Association of Irritated Residents v. Kern County Board of Supervisors, 112117 CAAPP5, F073892

Docket Nº:F073892
Opinion Judge:FRANSON, J.
Party Name:ASSOCIATION OF IRRITATED RESIDENTS et al., Plaintiffs and Appellants, v. KERN COUNTY BOARD OF SUPERVISORS et al., Defendants and Respondents ALON USA ENERGY, INC., et al., Real Parties in Interest and Respondents.
Attorney:Earthjustice, Elizabeth B. Forsyth, Angela Johnson Meszaros and Oscar Espino-Padron for Plaintiffs and Appellants. Mark L. Nations, Interim County Counsel, Charles F. Collins, Deputy County Counsel, for Defendants and Respondents. Alston & Bird, Jocelyn Thompson, Roger A. Cerda and Maya L. Grasse...
Judge Panel:WE CONCUR: GOMES, Acting P.J., PEÑA, J.
Case Date:November 21, 2017
Court:California Court of Appeals

ASSOCIATION OF IRRITATED RESIDENTS et al., Plaintiffs and Appellants,

v.

KERN COUNTY BOARD OF SUPERVISORS et al., Defendants and Respondents

ALON USA ENERGY, INC., et al., Real Parties in Interest and Respondents.

F073892

California Court of Appeals, Fifth District

November 21, 2017

CERTIFIED FOR PARTIAL PUBLICATION [*]

APPEAL from a judgment of the Superior Court of Kern County No. S-1500-CV-283166. Eric Bradshaw, Judge.
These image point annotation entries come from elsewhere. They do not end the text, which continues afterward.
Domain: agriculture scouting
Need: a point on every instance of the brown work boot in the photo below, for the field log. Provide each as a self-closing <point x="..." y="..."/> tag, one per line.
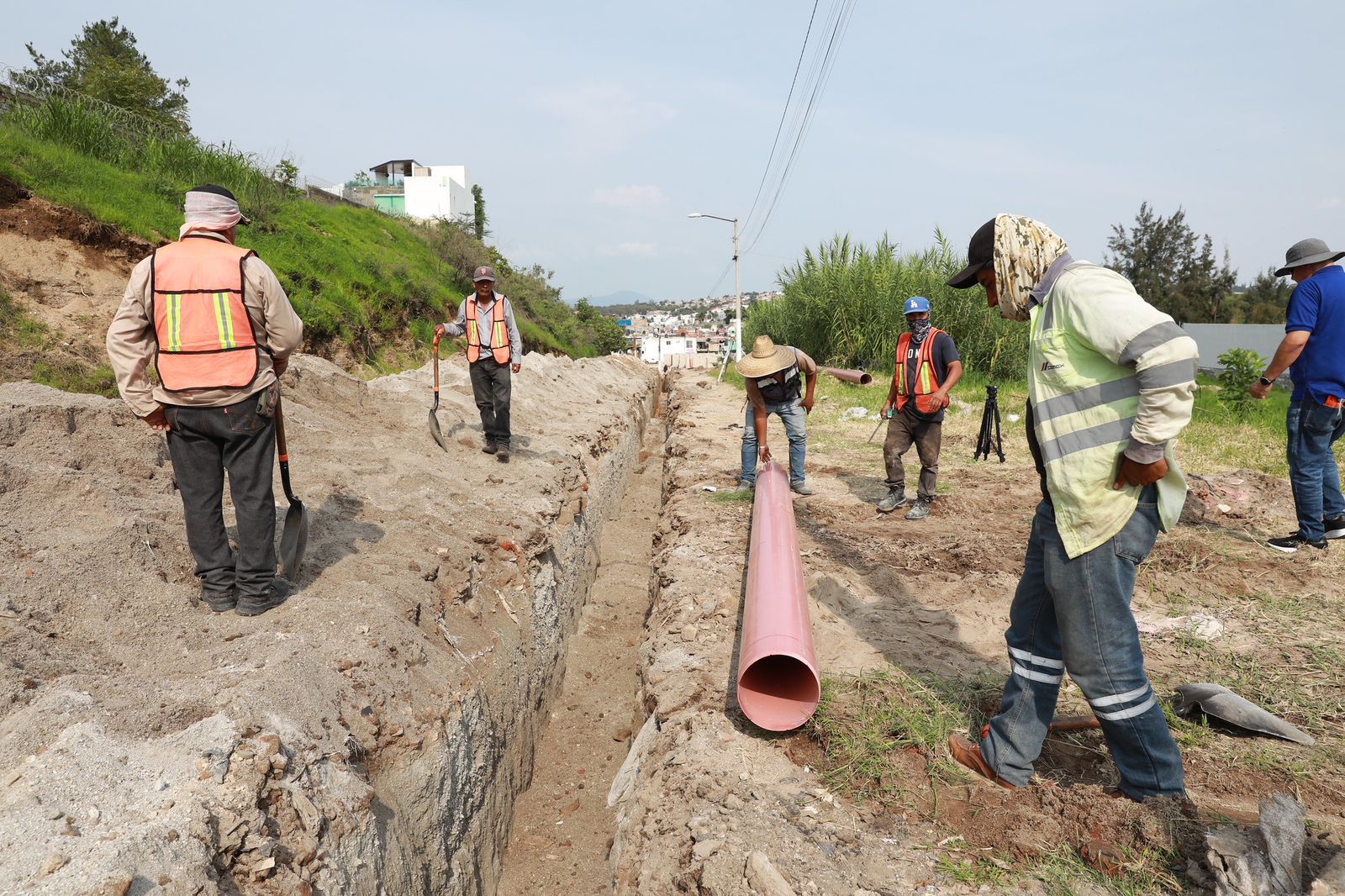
<point x="968" y="755"/>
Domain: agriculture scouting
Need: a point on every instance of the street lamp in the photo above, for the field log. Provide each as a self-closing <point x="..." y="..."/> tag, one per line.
<point x="737" y="277"/>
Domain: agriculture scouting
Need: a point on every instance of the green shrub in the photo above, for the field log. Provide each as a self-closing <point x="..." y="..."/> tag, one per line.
<point x="1242" y="369"/>
<point x="844" y="306"/>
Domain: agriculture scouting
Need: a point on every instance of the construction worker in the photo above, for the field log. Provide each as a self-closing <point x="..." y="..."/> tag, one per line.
<point x="219" y="329"/>
<point x="1111" y="382"/>
<point x="1313" y="351"/>
<point x="927" y="369"/>
<point x="775" y="380"/>
<point x="490" y="358"/>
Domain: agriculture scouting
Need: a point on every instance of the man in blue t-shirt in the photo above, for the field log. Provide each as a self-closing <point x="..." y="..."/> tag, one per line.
<point x="1315" y="353"/>
<point x="927" y="369"/>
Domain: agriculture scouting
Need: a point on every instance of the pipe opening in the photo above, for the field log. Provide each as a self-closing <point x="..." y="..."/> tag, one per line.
<point x="778" y="692"/>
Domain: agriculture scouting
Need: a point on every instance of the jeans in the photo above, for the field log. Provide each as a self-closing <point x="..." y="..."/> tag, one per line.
<point x="1075" y="615"/>
<point x="1313" y="430"/>
<point x="491" y="389"/>
<point x="903" y="430"/>
<point x="203" y="443"/>
<point x="793" y="416"/>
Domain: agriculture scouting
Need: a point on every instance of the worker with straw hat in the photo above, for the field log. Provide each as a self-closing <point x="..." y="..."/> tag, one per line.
<point x="775" y="377"/>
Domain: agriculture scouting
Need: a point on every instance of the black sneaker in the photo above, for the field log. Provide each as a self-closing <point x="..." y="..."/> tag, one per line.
<point x="272" y="598"/>
<point x="1289" y="544"/>
<point x="219" y="600"/>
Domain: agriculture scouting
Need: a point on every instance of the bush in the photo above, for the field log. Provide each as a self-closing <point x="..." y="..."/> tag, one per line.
<point x="844" y="306"/>
<point x="1242" y="369"/>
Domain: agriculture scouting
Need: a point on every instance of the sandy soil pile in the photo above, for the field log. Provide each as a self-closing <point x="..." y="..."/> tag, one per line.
<point x="367" y="736"/>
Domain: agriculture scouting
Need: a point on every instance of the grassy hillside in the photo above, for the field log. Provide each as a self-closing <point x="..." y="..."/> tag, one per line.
<point x="367" y="287"/>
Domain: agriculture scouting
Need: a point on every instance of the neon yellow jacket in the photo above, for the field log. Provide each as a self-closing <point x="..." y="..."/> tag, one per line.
<point x="1109" y="374"/>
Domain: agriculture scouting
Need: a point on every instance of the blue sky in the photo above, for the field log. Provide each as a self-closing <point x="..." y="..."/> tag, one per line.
<point x="593" y="128"/>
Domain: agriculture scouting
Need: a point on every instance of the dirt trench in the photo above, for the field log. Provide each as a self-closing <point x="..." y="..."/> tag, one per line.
<point x="372" y="735"/>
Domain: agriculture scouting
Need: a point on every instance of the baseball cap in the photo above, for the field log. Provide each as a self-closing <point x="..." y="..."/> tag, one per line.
<point x="981" y="253"/>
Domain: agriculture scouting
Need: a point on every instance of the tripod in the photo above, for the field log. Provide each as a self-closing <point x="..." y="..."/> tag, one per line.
<point x="990" y="416"/>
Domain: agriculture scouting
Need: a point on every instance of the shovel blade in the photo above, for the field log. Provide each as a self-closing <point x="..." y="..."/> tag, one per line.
<point x="435" y="430"/>
<point x="293" y="541"/>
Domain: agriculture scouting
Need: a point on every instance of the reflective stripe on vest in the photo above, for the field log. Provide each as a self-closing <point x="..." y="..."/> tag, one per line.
<point x="927" y="377"/>
<point x="1083" y="409"/>
<point x="499" y="333"/>
<point x="205" y="338"/>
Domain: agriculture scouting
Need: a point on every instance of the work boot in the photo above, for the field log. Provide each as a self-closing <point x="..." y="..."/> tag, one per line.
<point x="219" y="600"/>
<point x="1290" y="544"/>
<point x="919" y="510"/>
<point x="968" y="754"/>
<point x="272" y="598"/>
<point x="896" y="498"/>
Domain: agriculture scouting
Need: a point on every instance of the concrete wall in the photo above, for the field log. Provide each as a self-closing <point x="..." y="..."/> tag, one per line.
<point x="444" y="192"/>
<point x="1215" y="340"/>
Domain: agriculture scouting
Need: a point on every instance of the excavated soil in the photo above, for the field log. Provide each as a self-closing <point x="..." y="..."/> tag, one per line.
<point x="367" y="736"/>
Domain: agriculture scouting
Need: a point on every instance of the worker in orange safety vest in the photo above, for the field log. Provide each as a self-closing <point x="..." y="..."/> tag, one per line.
<point x="219" y="327"/>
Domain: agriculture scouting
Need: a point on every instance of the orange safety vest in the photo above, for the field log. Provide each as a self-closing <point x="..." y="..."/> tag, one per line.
<point x="499" y="333"/>
<point x="201" y="323"/>
<point x="926" y="380"/>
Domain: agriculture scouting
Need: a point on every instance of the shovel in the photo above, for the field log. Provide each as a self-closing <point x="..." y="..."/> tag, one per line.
<point x="293" y="537"/>
<point x="434" y="417"/>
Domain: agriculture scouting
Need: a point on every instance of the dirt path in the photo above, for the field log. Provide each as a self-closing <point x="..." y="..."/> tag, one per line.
<point x="562" y="825"/>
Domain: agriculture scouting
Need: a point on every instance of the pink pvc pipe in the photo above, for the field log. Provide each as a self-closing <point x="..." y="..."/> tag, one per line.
<point x="857" y="377"/>
<point x="778" y="674"/>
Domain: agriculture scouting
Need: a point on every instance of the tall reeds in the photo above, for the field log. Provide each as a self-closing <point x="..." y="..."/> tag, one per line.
<point x="844" y="302"/>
Earthjustice, Elizabeth B. Forsyth, Angela Johnson Meszaros and Oscar Espino-Padron for Plaintiffs and Appellants.

Mark L. Nations, Interim County Counsel, Charles F. Collins, Deputy County Counsel, for Defendants and Respondents.
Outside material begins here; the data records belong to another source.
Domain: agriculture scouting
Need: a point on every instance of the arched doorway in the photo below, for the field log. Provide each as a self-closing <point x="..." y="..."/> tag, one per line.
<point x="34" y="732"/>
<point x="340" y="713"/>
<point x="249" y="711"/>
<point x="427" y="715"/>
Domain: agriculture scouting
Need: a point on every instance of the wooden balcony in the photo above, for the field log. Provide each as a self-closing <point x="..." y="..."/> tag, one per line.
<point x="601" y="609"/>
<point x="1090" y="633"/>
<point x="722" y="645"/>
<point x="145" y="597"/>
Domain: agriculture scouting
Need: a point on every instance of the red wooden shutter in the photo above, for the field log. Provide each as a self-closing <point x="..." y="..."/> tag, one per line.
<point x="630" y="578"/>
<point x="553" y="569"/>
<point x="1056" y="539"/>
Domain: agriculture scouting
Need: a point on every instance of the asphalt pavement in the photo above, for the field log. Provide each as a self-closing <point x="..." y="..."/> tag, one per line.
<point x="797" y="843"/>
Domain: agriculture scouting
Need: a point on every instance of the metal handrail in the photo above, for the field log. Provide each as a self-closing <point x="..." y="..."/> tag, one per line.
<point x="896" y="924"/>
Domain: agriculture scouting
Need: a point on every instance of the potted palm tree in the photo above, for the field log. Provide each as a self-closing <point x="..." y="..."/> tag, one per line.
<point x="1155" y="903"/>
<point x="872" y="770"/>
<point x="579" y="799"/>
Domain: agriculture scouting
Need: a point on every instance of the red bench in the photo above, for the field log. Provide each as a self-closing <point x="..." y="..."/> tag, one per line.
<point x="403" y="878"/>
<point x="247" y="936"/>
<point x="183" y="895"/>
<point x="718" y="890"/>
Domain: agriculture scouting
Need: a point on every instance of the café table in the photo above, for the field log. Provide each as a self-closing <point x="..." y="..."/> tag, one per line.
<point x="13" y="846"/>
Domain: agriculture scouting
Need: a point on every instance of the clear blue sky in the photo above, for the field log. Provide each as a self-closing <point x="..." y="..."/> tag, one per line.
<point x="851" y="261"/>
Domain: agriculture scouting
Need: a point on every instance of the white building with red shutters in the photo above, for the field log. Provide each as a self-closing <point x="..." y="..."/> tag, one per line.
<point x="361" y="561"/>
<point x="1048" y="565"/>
Alston & Bird, Jocelyn Thompson, Roger A. Cerda and Maya L. Grasse for Real Parties in Interest and Respondents.

OPINION

FRANSON, J.

Plaintiffs challenge the County of Kern's certification of an environmental impact report (EIR) and approval of a project to modify an oil refinery in Bakersfield so it can unload two unit trains (104 cars) of crude oil per day, equating to 150, 000 barrels. The refinery is authorized to process 70, 000 barrels of crude oil per day and the balance of unloaded crude (80, 000 barrels per day) would be sent to other refineries by pipeline. A controversial aspect of the proposed project is the transportation of crude oil from the Bakken formation in North Dakota. Compared to heavier crudes, Bakken crude may be more volatile and likely to explode in the event of a rail accident.
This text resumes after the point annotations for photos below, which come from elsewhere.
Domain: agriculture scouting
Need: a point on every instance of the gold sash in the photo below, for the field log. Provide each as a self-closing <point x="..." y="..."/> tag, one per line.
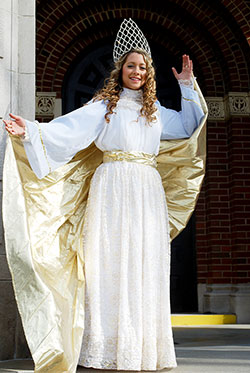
<point x="138" y="157"/>
<point x="43" y="222"/>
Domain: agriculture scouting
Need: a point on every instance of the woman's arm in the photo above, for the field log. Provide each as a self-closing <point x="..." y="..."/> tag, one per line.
<point x="183" y="123"/>
<point x="50" y="145"/>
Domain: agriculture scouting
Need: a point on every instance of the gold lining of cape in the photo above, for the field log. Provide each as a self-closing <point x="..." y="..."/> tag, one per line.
<point x="45" y="265"/>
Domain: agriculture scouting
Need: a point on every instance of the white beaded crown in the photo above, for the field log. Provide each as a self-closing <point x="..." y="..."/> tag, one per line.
<point x="129" y="37"/>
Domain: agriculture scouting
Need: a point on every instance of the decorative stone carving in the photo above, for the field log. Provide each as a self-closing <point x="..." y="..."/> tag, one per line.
<point x="239" y="103"/>
<point x="217" y="108"/>
<point x="45" y="104"/>
<point x="233" y="104"/>
<point x="226" y="298"/>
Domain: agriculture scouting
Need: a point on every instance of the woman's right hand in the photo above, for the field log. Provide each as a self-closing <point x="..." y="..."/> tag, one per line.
<point x="16" y="126"/>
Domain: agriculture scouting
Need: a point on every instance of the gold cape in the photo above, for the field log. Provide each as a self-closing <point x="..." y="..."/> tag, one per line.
<point x="43" y="223"/>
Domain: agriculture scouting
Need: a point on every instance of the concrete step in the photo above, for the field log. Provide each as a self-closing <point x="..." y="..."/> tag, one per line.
<point x="202" y="319"/>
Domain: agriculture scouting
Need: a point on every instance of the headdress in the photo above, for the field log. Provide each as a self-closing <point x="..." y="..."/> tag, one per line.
<point x="129" y="37"/>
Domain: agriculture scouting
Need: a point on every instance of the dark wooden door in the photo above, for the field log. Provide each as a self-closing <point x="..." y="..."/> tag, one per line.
<point x="87" y="75"/>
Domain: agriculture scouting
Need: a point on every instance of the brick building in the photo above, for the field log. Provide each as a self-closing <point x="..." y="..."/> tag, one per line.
<point x="211" y="258"/>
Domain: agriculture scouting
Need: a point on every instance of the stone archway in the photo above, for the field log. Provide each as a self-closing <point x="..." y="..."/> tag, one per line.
<point x="83" y="78"/>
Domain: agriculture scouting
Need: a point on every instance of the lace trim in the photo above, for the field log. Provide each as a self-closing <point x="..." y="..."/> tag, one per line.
<point x="44" y="149"/>
<point x="26" y="136"/>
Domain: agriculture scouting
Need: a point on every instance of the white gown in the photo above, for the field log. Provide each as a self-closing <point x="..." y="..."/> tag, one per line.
<point x="126" y="233"/>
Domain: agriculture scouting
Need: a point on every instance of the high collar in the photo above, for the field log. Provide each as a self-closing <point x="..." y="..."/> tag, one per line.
<point x="132" y="94"/>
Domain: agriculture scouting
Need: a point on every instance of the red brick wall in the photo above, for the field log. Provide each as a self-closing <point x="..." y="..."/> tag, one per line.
<point x="217" y="36"/>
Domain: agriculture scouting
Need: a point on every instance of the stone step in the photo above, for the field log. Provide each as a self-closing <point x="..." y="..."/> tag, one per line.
<point x="202" y="319"/>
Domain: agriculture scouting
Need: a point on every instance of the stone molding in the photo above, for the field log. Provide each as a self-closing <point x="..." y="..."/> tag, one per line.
<point x="233" y="104"/>
<point x="219" y="108"/>
<point x="45" y="104"/>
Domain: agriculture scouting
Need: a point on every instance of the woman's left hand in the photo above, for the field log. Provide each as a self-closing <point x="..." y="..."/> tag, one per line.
<point x="187" y="69"/>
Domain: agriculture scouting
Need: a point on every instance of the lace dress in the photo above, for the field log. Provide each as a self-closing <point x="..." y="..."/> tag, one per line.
<point x="127" y="254"/>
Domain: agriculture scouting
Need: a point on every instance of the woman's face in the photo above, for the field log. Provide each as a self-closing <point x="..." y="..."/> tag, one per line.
<point x="134" y="71"/>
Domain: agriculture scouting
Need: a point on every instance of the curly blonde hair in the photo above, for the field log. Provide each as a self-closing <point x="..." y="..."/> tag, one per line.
<point x="112" y="88"/>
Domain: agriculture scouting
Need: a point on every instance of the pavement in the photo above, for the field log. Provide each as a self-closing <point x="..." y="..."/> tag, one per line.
<point x="201" y="349"/>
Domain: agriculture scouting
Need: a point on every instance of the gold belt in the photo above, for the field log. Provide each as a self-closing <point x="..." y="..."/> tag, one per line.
<point x="138" y="157"/>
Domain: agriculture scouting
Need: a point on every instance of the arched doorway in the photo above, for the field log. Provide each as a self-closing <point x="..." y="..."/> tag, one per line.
<point x="83" y="79"/>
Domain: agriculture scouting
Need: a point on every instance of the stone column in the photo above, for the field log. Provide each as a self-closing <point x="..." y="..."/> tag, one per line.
<point x="17" y="77"/>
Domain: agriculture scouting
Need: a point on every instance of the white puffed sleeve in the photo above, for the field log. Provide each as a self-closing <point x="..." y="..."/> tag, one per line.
<point x="176" y="125"/>
<point x="51" y="145"/>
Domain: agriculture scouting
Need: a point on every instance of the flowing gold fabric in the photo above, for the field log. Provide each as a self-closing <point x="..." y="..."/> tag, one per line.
<point x="43" y="223"/>
<point x="138" y="157"/>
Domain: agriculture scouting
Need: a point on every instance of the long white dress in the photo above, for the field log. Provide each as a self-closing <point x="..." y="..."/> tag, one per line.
<point x="126" y="234"/>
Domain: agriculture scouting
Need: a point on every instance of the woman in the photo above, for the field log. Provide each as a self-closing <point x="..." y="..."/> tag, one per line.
<point x="126" y="244"/>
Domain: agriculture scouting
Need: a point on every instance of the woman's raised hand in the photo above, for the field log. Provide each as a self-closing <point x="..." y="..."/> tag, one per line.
<point x="16" y="126"/>
<point x="187" y="69"/>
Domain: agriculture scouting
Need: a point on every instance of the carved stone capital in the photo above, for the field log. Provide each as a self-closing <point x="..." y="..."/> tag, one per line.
<point x="217" y="108"/>
<point x="45" y="104"/>
<point x="233" y="104"/>
<point x="239" y="103"/>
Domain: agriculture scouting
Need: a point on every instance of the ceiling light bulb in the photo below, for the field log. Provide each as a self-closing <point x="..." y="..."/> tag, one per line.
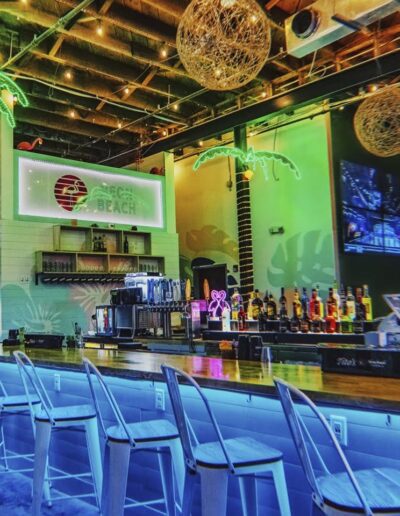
<point x="99" y="29"/>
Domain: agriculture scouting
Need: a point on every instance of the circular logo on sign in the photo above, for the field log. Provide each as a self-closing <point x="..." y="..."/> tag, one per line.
<point x="68" y="190"/>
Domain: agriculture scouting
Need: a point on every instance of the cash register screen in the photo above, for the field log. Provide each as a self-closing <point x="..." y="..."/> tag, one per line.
<point x="393" y="300"/>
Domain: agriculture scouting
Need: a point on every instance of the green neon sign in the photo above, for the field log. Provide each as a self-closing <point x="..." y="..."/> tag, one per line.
<point x="251" y="158"/>
<point x="9" y="85"/>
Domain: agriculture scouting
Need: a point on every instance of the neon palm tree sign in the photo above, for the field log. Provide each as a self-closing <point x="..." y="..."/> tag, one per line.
<point x="9" y="85"/>
<point x="251" y="158"/>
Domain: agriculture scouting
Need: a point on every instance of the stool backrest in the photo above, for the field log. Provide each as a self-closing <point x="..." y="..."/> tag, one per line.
<point x="186" y="432"/>
<point x="304" y="442"/>
<point x="91" y="370"/>
<point x="33" y="384"/>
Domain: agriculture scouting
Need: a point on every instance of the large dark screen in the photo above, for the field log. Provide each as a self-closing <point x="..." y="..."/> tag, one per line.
<point x="371" y="210"/>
Plaintiffs contend the California Environmental Quality Act (CEQA; Pub. Resources Code, § 21000 et seq.1) was violated because the EIR (1) erroneously used the refinery's operational volume from 2007 as the baseline instead of the conditions existing in 2013 when the notice of preparation of the EIR was published; (2) incorrectly relied upon the refinery's participation in California's cap-and-trade program to conclude the project's greenhouse gas emissions would be less than significant; and (3) underestimated and failed to fully describe the project's rail transport impacts, including the risk of a rail accident causing a release of hazardous materials and the environmental impacts of off-site rail activity.

First, we conclude the EIR's choice of 2007 as the measure of an existing conditions baseline for an operating refinery (1) was supported by substantial evidence; (2) appropriately deviated from the normal baseline identified in Guidelines section 15125, 2 subdivision (a) because of the refinery's history of fluctuating operations; and (3) conformed to the principles set forth by the California Supreme Court in Communities for a Better Environment v. South Coast Air Quality Management Dist. (2010) 48 Cal.4th 310 (Communities for a Better Environment), a case that addressed the appropriate baseline for an oil refinery. Thus, the baseline complies with CEQA.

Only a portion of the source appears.